A Parallel Processing Approach to Transition Prediction for Laminar Flow Control System Design

R. W. Ford1 and D. I. A. Poll2

1Centre for Novel Computing, Department of Computer Science, The University of Manchester, Oxford Rd., Manchester, Ml3 9PL, UK
2Department of Engineering, The University of Manchester, Oxford Rd., Manchester, Ml3 9PL, UK

Received 16 May 1994; Accepted 16 December 1994

Copyright © 1995 Hindawi Publishing Corporation. This is an open access article distributed under the Creative Commons Attribution License, which permits unrestricted use, distribution, and reproduction in any medium, provided the original work is properly cited.

Abstract

The performance of transport aircraft can be considerably improved if the process by which the wing boundary layer becomes turbulent can be controlled and extensive areas of laminar flow maintained.

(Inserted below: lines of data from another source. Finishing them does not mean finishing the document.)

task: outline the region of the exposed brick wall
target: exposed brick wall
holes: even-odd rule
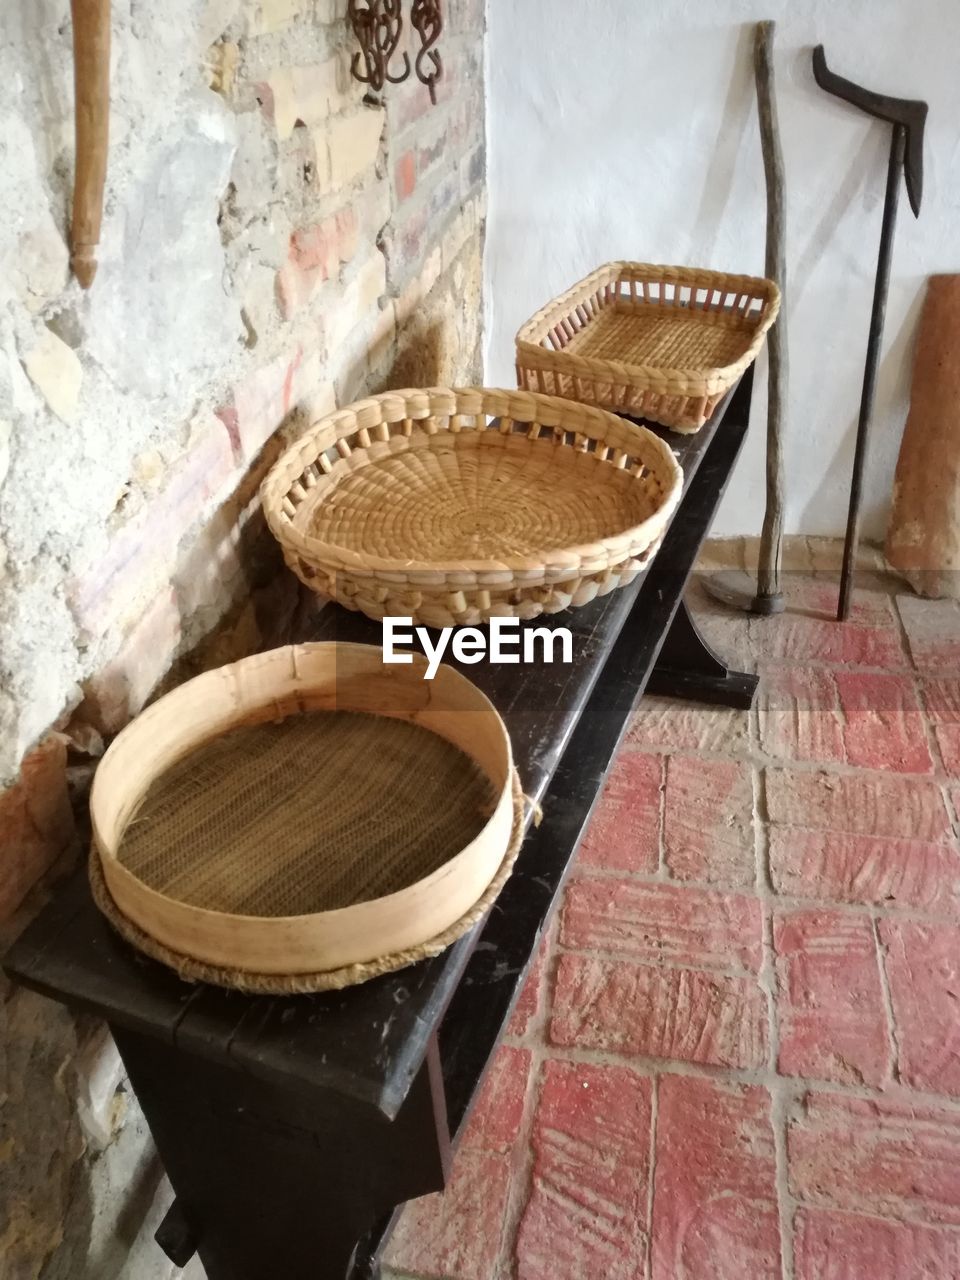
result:
[[[378,99],[351,78],[345,0],[115,0],[87,295],[65,246],[69,9],[13,0],[0,49],[0,85],[13,86],[0,154],[19,157],[5,165],[0,227],[7,937],[35,909],[38,879],[78,846],[68,781],[89,778],[84,753],[165,681],[282,637],[297,588],[257,491],[284,445],[337,403],[481,372],[482,3],[448,6],[432,107],[415,79]],[[58,1065],[17,1105],[49,1109],[46,1094],[67,1088],[69,1110],[89,1093],[74,1061],[84,1036],[26,1000],[12,993],[5,1007],[9,1033],[32,1037],[11,1079],[31,1060]],[[0,1214],[0,1253],[18,1240],[18,1276],[51,1258],[58,1275],[84,1270],[84,1233],[61,1242],[64,1215],[78,1212],[71,1187],[96,1204],[106,1165],[70,1174],[84,1140],[74,1120],[70,1132],[59,1155],[7,1166],[0,1201],[18,1208]],[[140,1158],[129,1125],[115,1136]],[[44,1161],[63,1164],[62,1195],[44,1196]],[[142,1265],[130,1274],[161,1274]]]
[[[19,803],[21,760],[49,727],[63,728],[76,715],[115,731],[173,660],[249,595],[247,549],[262,529],[251,494],[283,443],[337,401],[398,382],[479,376],[482,6],[456,6],[449,15],[447,75],[435,108],[415,79],[379,105],[365,96],[349,75],[352,38],[338,0],[205,8],[224,16],[222,32],[192,68],[169,70],[206,77],[234,140],[219,214],[212,205],[207,214],[219,222],[224,288],[240,324],[235,349],[191,388],[196,407],[188,419],[164,422],[160,398],[157,427],[131,457],[113,510],[103,518],[91,503],[85,523],[100,527],[56,565],[42,544],[17,545],[24,541],[19,508],[40,477],[28,414],[14,417],[0,491],[0,527],[12,534],[13,554],[0,594],[12,595],[18,576],[45,562],[72,652],[45,673],[46,715],[31,698],[34,682],[21,679],[22,671],[7,673],[2,719],[13,733],[0,760],[9,797],[0,806]],[[122,6],[120,24],[116,43],[136,48]],[[108,201],[113,194],[108,185]],[[48,230],[52,236],[56,228]],[[157,287],[193,287],[189,247],[182,264],[158,273]],[[109,306],[120,301],[111,291],[123,265],[109,219],[101,256],[91,300],[104,290]],[[43,398],[33,406],[37,415],[82,424],[97,413],[99,372],[85,343],[86,300],[62,275],[54,283],[27,300],[34,320],[17,346],[18,376]],[[22,296],[4,301],[14,314],[24,305]],[[110,319],[122,324],[119,305]],[[194,339],[202,345],[203,331]],[[170,378],[179,372],[171,368]],[[95,441],[91,470],[100,452],[130,452],[127,426],[121,420],[112,439]],[[75,480],[83,485],[82,469]],[[251,521],[254,534],[245,537]],[[23,655],[11,612],[8,605],[3,621],[14,644],[5,662],[15,667]],[[0,884],[8,886],[0,913],[8,912],[25,881],[9,876]]]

In order to design laminar flow control systems, it is necessary to be able to predict the movement of the transition location in response to changes in control variables, e.g., surface suction. At present, the technique which is available to industry requires excessively long computational time – so long that it is not suitable for use in the "design process." Therefore, there is a clear need to produce a system which delivers results in near realtime, i.e., in seconds rather than hours. This article details how parallel computing techniques on a KSR-1 produce these performance improvements.